The members of the House of Representatives may think they passed a vote
against health plans, yesterday. Right behind us are the working men and
women who are depending upon us for affordable health- care. Every
dollar paid for defending suits will be passed on, and that's something
that the members of Congress have not yet confronted. But I do believe
they will confront it.

    HARRIS: Is -- well, is that the only issue, then, that the industry
has with the bill that's passed, yesterday, this right to sue issue?

    IGNAGNI: That's the primary issue. There are other matters that will
be talked about throughout the process, but that receives so much
attention, I really want to zero in on that. But I also want people to
understand that we're going to be working very, very actively to talk
about what we're for. I think the American people want to hear that.
They also want to hear why we're so concerned about the liability
provisions. It's not what it appears, and I think that it moves the
health-care system in exactly the wrong way, and you can ask...

    HARRIS: Why is that?

    IGNAGNI: Well, you can ask any physician in this country who will
give you compelling evidence that the malpractice system has not worked.
In fact, it's driven up health-care costs, it's led to a diminution of
quality, unnecessary procedures, defensive medicine.

    HARRIS: But if I -- but I have to add that -- I have to mention that
the American Medical Association, a group of doctors, was actually for
this bill, they actually signed it against the industry.
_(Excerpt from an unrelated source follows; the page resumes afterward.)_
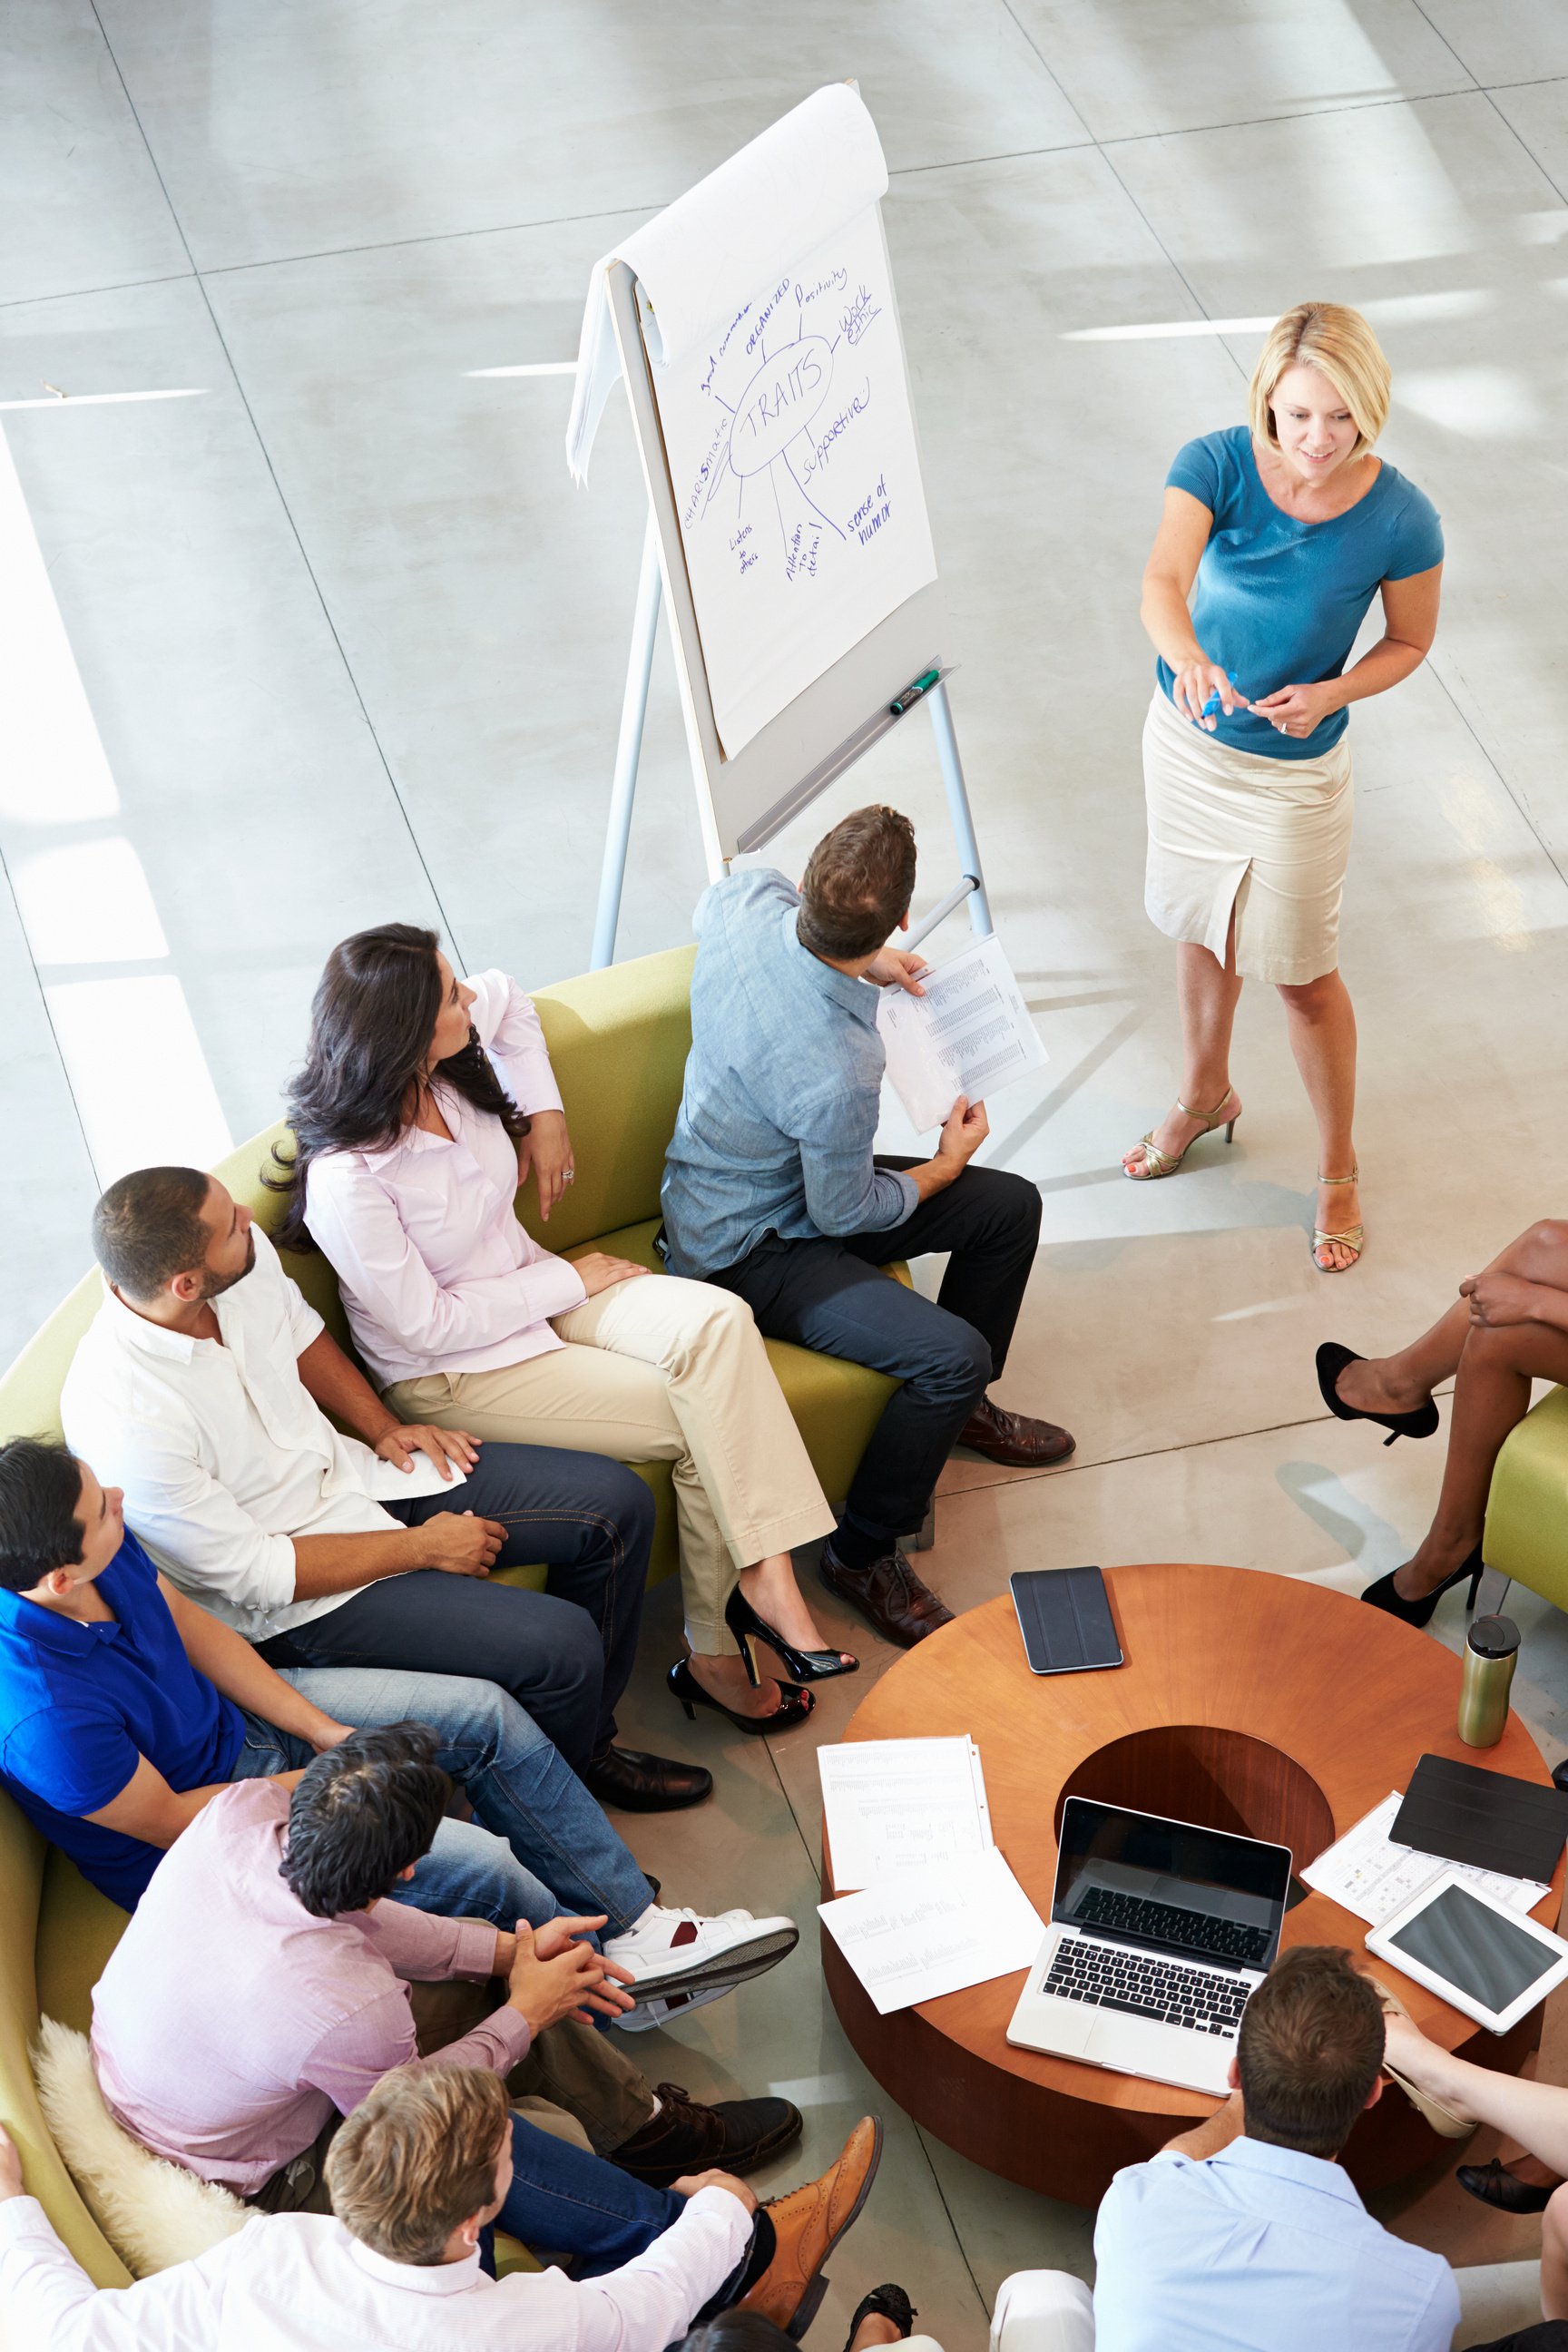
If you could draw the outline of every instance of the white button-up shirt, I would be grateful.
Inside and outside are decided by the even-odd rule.
[[[39,2352],[663,2352],[746,2250],[727,2189],[700,2189],[644,2254],[603,2278],[487,2278],[477,2253],[389,2263],[325,2214],[258,2214],[193,2263],[99,2289],[32,2197],[0,2204],[0,2308]]]
[[[212,1302],[222,1341],[149,1322],[104,1285],[60,1392],[73,1454],[125,1489],[160,1568],[259,1642],[353,1597],[294,1598],[295,1536],[374,1535],[368,1445],[332,1427],[298,1359],[323,1326],[259,1226],[256,1264]]]
[[[539,1015],[516,981],[481,971],[469,1019],[520,1110],[559,1110]],[[405,1128],[387,1151],[310,1165],[305,1219],[338,1277],[354,1345],[384,1388],[488,1371],[559,1348],[548,1318],[581,1307],[582,1276],[517,1221],[517,1146],[450,1087],[450,1140]]]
    IGNAGNI: Yes, I'm puzzled by that. Let me tell you why. Just several
days ago, over the last several days, we've had three class- action
suits prior to any passage of new legislation filed against health
plans. One of them in particular went after the way health plans
reimburse physicians, and essentially what they're -- the lawyers are
saying is, that the physicians here are either committing negligence at
best or fraud at worst. I think the doctors are going to be watching
this very closely and maybe sending different messages to their
associations about what's at risk for them, too.

    HARRIS: Well, we'll be listening for those messages, ourselves,
here, at CNN. Thank you so much, Karen Ignagni.

    IGNAGNI: Thank you. Thank you for the opportunity.

    HARRIS: No problem. Talk to you later on.